Did you worry about the cynicism of today's audience who think every future involves children battling to the death and zombies? Bird: Well, you align yourself with the audience's view, the way you understand it, and then you take on the questions. So one of our lead characters is a 17-year-old girl who is very bright and is confronted with negativity on all sides. Lindelof: The movie has to acknowledge the dystopia you're talking about. And it has to acknowledge that we love it. In fact, I think you just inadvertently pitched the next progression. Bird: Can I pitch a title? The Hunger Brains. Lindelof: From Planet of the Apes to the Matrix movies, the future is something that happens to us. Brad and I wanted to have a character say, "I'm going to make the future happen -- I'm not going to let the future happen to me."

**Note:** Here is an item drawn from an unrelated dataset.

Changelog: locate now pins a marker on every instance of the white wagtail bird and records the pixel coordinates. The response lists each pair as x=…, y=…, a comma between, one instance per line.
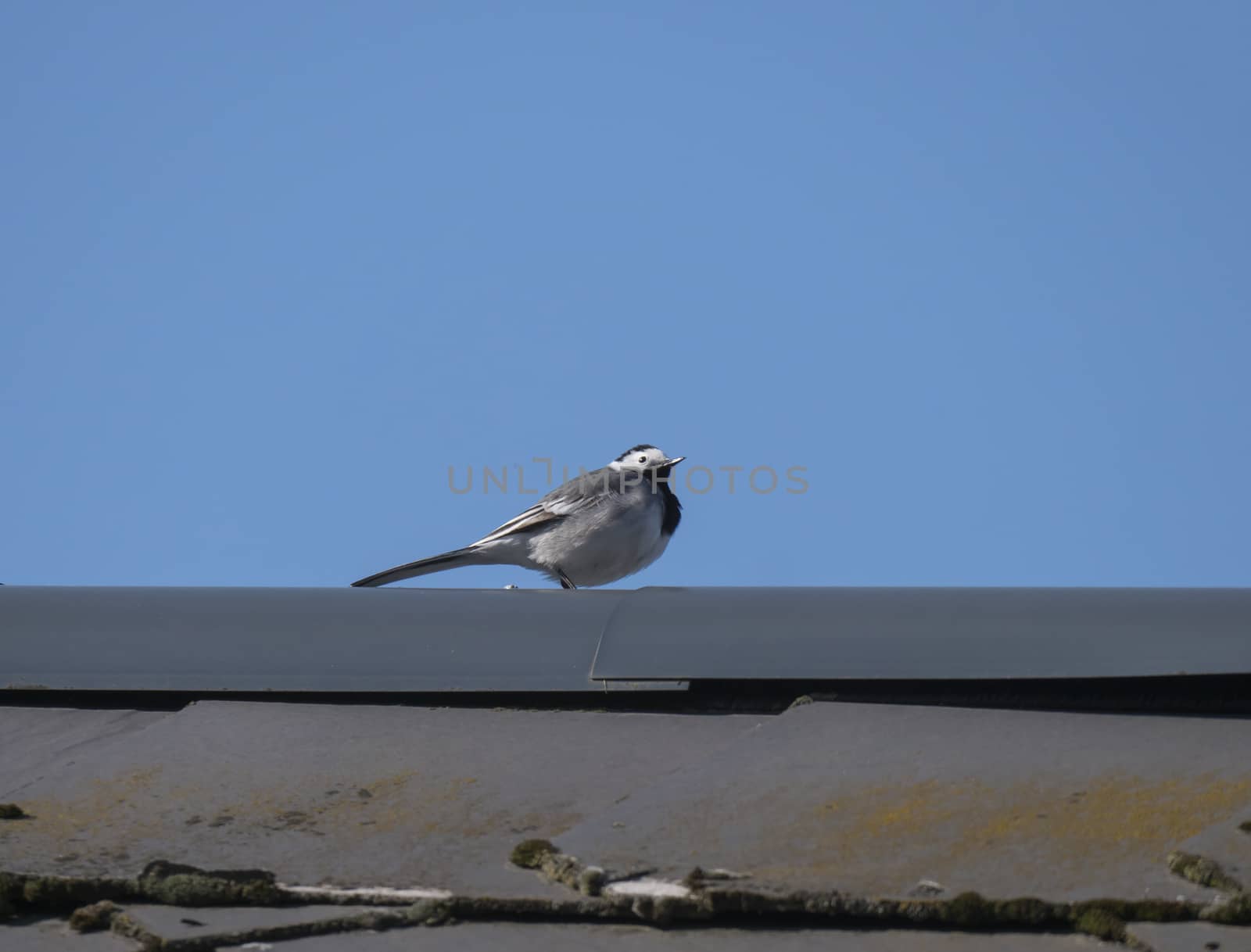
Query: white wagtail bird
x=594, y=529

**Was there a moment when you thought, uh-oh, where is this story going?**Lindelof: The downside of having all this time to build the world is that you need to pack it into a two-hour story. Jeff and I did a lot of that early story work, but then Brad and I wrote the script together. And in any process with a degree of innovation, you make a lot of mistakes and you forget what it is you're trying to say. Bird: I've never had a project be so finicky. The line between too much information and not enough was razor thin. It was like, "too much... not enough... too much..." and then "oh there, don't move -- that's it." But look, original movies of any size are an endangered species. Familiarity is all the rage. So if you're doing something that doesn't have its rhythms pre-set, everybody's a little bit uncomfortable.

**Tomorrowland is a problematic world at Disneyland -- anything presented as "The Future" is immediately dated, right?**Bird: One of the last things Walt did was rebuild Tomorrowland; it reopened in 1967, six months after he died. And by design it was a pain in the ass: it was the only land that had to always be under construction, because the future is always shifting. Michael Eisner's answer to that was to put it all in Jules Verne's time, so it wouldn't have to change. So now people don't think of Tomorrowland as cool -- it's a future that's locked in stasis. One of my fantasies with this project is that it might inspire Disney to get re-excited about the idea of continually giving people who visit the park a glimpse of what could be around the corner. Lindelof: I think one of the real reasons for all these dystopian movies, TV shows and video games is that it's just easier to wreck things than it is to build something new. Bird: I see Walt Disney as the epitome of a dreamer. He was a very forward thinker. If we captured even a glimpse of that in this movie, we will have succeeded.